Shapiro: Higher Taxes Stymie Innovation
Steven Hill’s plea for the United States to adopt European-style higher taxes in return for European-style social services (“Are Americans Getting Their Money’s Worth?” Guest Observer, April 15) would lead to disastrously harmful tax policies. But more importantly, it would destroy the very things that make us great as Americans.
First, the current American tax system favors investment and innovation. By comparison, many European countries penalize successful entrepreneurs by taxing more than 50 percent of personal income and imposing an onerous value-added tax. The predictable result is that in almost every area of innovation (the Internet, semiconductors, information technology, medical products and biotechnology), Europe severely trails the United States in the number of innovations. Can you even name five innovative European companies? In addition, our tax system fosters economic prosperity. From 1982 to 2007, the U.S. created 45 million new jobs, compared with fewer than 10 million in Europe, while the U.S. economy has grown more than one-third faster over the last two decades, according to the Bureau of Labor Statistics.
Second, American tax revenue funds different priorities than European tax revenue. We have the world’s best university system as well as the best services for large numbers of non-working poor. American military power stands alone as the world’s bulwark against terrorism, oppression and heavily armed rogue states. What does Europe have? Better public transportation.

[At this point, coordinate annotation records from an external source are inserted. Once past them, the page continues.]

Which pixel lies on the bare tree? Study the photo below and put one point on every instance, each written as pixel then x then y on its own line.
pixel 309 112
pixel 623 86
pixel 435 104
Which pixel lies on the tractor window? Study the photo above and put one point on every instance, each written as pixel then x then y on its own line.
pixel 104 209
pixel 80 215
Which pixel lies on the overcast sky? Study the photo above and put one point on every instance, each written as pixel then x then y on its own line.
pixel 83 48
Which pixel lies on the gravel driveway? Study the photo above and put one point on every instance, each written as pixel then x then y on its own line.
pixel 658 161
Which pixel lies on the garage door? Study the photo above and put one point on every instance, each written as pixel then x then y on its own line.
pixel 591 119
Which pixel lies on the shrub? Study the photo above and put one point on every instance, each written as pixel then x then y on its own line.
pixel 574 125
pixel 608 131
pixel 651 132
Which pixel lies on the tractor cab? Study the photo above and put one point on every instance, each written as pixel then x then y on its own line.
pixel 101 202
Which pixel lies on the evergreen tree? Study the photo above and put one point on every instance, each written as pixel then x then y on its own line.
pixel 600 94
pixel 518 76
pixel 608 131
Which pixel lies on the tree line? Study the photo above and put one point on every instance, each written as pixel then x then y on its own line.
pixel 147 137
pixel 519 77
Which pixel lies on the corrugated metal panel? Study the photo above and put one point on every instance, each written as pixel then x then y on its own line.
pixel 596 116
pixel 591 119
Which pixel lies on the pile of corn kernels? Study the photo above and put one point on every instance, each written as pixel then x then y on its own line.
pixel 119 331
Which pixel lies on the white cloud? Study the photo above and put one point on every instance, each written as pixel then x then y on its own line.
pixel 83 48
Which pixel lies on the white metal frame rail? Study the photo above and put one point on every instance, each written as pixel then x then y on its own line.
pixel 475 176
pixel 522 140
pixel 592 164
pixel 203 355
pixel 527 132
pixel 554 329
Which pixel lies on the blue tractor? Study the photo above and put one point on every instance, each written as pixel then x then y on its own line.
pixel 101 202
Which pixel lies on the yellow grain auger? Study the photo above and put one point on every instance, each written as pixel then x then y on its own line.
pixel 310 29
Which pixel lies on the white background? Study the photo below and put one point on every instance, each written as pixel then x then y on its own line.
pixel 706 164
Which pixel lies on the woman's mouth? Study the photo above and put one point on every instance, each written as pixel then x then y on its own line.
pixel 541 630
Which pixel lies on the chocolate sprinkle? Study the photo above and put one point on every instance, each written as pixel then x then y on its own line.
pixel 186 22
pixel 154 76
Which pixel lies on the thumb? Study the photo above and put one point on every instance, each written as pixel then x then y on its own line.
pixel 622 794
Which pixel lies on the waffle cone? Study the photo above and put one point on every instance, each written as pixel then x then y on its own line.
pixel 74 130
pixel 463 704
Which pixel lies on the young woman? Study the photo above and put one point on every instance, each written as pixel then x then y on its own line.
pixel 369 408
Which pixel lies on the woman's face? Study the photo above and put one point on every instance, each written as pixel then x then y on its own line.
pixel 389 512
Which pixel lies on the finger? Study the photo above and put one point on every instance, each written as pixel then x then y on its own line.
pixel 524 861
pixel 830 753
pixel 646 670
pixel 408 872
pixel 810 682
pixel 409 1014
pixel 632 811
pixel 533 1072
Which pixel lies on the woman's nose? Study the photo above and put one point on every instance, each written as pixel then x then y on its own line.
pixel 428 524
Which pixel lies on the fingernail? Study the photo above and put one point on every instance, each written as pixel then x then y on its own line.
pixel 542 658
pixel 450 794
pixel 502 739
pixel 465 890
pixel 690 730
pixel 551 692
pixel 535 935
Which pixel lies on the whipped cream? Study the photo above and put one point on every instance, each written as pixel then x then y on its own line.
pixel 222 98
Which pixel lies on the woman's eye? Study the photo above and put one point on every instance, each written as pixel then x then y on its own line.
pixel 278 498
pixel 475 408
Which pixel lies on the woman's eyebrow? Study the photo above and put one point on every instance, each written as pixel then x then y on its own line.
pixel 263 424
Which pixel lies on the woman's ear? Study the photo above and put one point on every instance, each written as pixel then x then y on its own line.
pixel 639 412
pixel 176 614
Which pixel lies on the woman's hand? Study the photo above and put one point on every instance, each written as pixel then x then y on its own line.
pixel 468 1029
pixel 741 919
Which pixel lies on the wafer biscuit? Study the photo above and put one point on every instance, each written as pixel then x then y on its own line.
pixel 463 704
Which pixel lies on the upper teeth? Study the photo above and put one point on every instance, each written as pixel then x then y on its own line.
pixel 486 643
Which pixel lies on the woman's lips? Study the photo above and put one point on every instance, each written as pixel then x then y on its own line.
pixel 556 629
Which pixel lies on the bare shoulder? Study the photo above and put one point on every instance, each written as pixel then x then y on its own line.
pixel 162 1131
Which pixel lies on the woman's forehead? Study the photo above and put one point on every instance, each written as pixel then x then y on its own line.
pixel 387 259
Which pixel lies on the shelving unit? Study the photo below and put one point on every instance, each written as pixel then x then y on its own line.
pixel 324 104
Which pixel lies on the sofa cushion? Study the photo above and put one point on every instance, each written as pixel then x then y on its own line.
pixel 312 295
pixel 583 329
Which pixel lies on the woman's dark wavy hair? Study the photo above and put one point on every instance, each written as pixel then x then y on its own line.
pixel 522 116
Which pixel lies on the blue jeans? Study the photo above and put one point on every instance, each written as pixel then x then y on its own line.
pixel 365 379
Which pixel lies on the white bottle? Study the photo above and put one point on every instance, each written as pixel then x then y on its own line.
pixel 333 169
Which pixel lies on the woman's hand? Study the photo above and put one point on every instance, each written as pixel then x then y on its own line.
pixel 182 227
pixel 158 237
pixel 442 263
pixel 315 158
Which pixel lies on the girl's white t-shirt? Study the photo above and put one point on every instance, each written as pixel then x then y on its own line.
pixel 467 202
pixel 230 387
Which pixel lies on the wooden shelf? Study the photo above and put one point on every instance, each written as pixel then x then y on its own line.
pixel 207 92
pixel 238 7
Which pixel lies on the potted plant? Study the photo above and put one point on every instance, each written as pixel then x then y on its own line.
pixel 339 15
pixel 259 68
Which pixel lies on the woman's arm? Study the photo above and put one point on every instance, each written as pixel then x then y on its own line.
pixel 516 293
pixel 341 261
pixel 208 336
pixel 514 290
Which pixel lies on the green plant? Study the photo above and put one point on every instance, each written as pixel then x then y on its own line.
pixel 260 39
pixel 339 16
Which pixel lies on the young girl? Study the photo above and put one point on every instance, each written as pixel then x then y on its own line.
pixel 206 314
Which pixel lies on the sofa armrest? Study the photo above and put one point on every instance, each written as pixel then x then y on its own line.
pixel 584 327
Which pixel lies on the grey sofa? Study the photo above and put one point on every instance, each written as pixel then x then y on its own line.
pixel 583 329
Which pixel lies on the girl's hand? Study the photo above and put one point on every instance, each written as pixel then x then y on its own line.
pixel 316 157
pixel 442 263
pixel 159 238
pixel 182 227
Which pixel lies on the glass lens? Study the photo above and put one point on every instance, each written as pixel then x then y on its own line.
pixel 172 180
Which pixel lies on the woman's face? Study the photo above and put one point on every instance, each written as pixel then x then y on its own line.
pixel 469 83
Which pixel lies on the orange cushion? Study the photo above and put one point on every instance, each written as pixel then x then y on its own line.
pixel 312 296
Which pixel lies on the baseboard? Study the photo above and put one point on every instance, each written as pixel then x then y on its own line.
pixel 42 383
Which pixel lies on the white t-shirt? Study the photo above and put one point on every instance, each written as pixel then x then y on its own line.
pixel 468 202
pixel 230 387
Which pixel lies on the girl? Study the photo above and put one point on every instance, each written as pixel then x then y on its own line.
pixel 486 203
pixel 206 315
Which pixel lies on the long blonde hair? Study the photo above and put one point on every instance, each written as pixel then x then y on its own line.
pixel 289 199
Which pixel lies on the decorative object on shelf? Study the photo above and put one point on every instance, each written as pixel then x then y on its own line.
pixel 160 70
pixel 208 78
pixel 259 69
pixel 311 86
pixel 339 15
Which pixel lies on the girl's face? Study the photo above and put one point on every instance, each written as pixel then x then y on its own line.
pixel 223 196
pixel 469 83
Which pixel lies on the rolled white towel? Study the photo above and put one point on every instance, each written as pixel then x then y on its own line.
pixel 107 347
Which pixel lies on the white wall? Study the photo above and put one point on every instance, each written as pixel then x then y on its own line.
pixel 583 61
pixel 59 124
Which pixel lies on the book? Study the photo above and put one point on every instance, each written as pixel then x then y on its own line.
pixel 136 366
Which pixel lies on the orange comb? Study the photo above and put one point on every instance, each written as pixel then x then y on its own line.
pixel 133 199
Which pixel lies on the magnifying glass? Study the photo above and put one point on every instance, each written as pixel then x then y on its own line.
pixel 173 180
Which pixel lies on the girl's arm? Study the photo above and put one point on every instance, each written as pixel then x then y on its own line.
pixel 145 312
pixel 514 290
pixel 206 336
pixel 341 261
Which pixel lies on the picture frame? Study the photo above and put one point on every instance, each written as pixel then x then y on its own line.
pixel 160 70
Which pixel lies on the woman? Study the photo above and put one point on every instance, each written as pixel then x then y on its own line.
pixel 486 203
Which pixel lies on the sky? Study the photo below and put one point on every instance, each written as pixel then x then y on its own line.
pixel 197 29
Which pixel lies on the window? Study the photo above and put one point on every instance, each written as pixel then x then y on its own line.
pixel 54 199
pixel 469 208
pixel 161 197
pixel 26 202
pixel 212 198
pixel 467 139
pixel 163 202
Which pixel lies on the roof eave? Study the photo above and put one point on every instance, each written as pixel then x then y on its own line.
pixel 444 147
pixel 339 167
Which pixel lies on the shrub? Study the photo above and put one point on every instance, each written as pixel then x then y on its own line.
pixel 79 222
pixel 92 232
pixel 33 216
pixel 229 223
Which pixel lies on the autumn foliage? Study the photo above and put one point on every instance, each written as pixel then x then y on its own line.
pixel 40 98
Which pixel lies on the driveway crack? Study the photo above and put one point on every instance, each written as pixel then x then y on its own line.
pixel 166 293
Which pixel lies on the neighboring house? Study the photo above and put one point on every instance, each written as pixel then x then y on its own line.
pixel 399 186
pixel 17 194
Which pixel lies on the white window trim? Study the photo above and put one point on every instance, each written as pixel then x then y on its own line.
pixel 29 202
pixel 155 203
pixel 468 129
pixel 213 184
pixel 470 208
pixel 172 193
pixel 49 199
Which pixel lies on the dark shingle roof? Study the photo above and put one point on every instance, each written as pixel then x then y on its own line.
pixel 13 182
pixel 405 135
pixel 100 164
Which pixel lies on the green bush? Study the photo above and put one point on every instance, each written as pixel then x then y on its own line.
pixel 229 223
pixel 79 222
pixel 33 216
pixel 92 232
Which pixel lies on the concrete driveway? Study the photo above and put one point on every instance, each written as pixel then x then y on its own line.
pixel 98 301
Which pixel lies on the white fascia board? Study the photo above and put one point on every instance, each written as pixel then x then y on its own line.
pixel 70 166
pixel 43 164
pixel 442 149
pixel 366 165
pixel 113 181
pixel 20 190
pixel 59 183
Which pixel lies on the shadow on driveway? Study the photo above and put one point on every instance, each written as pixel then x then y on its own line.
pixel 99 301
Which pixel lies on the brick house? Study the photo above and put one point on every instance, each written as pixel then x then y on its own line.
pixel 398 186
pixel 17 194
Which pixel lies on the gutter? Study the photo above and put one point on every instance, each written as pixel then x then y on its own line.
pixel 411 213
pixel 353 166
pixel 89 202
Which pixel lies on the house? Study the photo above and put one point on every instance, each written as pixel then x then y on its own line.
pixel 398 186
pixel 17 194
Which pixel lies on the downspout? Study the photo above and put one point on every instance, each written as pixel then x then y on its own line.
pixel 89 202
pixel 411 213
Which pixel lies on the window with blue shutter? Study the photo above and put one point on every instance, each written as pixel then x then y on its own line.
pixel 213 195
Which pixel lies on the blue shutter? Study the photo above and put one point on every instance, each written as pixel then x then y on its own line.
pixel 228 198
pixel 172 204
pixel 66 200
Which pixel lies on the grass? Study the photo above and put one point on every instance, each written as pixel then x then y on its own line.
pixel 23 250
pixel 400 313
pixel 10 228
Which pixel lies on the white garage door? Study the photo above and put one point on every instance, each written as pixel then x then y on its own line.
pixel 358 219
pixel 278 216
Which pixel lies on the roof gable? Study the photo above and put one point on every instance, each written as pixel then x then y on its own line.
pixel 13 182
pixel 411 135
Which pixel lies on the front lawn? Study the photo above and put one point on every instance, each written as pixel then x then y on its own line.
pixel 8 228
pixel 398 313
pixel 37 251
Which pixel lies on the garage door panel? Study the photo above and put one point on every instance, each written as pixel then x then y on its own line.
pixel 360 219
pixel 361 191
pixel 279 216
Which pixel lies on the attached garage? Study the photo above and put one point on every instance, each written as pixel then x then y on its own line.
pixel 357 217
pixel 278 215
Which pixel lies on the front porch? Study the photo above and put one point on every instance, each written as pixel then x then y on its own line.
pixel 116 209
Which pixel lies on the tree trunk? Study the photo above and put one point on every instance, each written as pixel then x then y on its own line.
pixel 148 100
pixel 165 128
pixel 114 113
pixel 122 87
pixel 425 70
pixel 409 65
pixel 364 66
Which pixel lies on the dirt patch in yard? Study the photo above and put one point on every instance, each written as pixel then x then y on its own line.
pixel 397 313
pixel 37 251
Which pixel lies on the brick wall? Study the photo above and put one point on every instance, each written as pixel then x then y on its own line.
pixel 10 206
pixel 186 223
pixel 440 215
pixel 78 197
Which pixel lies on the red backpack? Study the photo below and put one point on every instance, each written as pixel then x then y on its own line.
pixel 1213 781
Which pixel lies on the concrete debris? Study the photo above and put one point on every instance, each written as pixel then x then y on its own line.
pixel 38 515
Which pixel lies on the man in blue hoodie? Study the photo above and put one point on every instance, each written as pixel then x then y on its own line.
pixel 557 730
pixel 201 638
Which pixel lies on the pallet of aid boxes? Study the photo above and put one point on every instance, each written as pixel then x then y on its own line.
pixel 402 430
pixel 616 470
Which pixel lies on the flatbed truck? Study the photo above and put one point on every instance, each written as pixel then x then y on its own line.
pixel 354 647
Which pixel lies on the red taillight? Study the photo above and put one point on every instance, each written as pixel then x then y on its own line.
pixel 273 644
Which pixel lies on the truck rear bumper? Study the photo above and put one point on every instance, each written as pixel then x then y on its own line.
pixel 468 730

Third, Mr. Hill’s view that Europeans get better health care is factually wrong. When facing life-threatening diseases, the world’s wealthy come to the U.S. because we offer the best health care. Europeans ration even basic medical services: They have fewer doctors proportionally and limit doctor education and training. American doctors have deeper, more hands-on and extensive training and they must compete with each other for reputation and patients. American doctors dominate the world’s medical journals and have produced more breakthroughs in almost every field of medicine. American health care should cost more — it is much better. Mr. Hill’s argument that America has inferior medical care because we have higher infant mortality, lower birth weight and lower life expectancy is misleading. These are not valid measures of health care; they result from American lifestyle choices. Americans eat more unhealthy food, exercise less and have a higher rate of teenage pregnancy. On measures where doctors matter, such as breast cancer survival rates, we are top in the world.
I admire Europe for its culture, food, history and our shared commitment to democracy and opposition to oppression. But the American secret sauce is innovation. If we adopt European-style taxation and big government policies, we will diminish America’s innovative edge and hurt our economy. We cannot afford to take on higher European-style taxes, provide European-style cradle-to-grave services and keep current American priorities. Our economy will collapse on itself.
Gary Shapiro is president and CEO of the Consumer Electronics Association.